Nigeria Urgently Needs Stronger Policies to Revamp Economy—IMF
By Modupe Gbadeyanka
The International Monetary Fund (IMF) has advised the Nigerian government to quickly come up with stronger macroeconomic policy to revamp the economy and restore confidence of investors in the country.
This suggested was made by the IMF Executive Board, which concluded the Article IV consultation with Nigeria on Wednesday, March 29, 2017.
The board recognized that the Nigerian economy had been negatively impacted by low oil prices and production, which forced it into a recession in 2016, with growth contracting by 1.5 percent.
It commended the efforts already made by the authorities to reduce vulnerabilities and enhance resilience, including by increasing fuel prices, raising the monetary policy rate, and allowing the exchange rate to depreciate.

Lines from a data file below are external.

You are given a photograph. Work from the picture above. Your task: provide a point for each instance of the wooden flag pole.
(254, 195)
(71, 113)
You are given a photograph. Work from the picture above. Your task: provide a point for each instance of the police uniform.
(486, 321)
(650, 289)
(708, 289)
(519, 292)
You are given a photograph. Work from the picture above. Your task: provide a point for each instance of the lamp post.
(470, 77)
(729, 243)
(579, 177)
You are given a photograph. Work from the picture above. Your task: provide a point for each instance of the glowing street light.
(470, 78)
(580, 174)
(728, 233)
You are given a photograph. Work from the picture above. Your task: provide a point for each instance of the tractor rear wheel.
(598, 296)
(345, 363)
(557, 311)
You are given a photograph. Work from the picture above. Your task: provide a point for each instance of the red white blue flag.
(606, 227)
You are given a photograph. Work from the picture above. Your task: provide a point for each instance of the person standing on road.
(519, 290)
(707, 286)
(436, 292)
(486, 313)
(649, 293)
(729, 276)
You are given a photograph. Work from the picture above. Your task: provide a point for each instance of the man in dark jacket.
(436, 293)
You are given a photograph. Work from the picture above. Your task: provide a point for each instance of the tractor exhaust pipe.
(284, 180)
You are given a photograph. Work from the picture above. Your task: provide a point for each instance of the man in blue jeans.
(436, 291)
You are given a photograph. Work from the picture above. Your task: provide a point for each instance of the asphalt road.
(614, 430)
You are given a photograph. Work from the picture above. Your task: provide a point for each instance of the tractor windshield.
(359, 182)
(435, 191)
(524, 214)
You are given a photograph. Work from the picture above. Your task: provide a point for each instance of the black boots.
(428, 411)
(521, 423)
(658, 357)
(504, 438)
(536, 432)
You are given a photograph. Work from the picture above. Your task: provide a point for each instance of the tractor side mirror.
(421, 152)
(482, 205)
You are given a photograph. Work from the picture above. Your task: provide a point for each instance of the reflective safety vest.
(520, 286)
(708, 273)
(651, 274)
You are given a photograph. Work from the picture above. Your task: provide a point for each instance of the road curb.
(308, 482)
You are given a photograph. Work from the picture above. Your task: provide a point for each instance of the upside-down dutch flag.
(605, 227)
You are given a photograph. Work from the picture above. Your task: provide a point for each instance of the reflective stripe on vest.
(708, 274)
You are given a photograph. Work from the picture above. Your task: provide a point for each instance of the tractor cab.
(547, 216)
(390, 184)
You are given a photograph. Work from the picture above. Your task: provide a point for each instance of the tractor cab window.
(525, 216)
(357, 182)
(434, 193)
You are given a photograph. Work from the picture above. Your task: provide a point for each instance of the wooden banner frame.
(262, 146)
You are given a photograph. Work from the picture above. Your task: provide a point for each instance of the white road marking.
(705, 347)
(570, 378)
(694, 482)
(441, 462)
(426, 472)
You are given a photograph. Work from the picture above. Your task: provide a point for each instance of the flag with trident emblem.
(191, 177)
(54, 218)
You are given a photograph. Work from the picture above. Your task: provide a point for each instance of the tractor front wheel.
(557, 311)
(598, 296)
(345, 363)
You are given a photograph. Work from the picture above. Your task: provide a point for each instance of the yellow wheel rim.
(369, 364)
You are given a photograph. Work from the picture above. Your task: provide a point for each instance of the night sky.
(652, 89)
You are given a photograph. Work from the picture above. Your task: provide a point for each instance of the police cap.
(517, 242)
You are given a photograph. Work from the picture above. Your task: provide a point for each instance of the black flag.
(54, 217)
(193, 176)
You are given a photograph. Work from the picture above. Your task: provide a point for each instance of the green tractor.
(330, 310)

However, in light of the persisting internal and external challenges, the IMF emphasized that stronger macroeconomic policies were urgently needed to rebuild confidence and foster an economic recovery.
The IMF further said under unchanged policies, the outlook remains challenging. Growth would pick up only slightly to 0.8 percent in 2017, mostly reflecting some recovery in oil production and a continuing strong performance in agriculture.
Policy uncertainty, crowding out, and FX market distortions would be expected to drag activity. Accommodative monetary policy would keep inflation in double digits. Financing constraints and banks’ risk aversion would crowd out private sector credit and increase the Federal Government’s already high debt service burden, it warned.
It said a continued policy of prioritizing exchange rate stability would lead to an increasingly overvalued exchange rate, leading to a deterioration in the non-oil trade balance and gross reserves below adequate levels.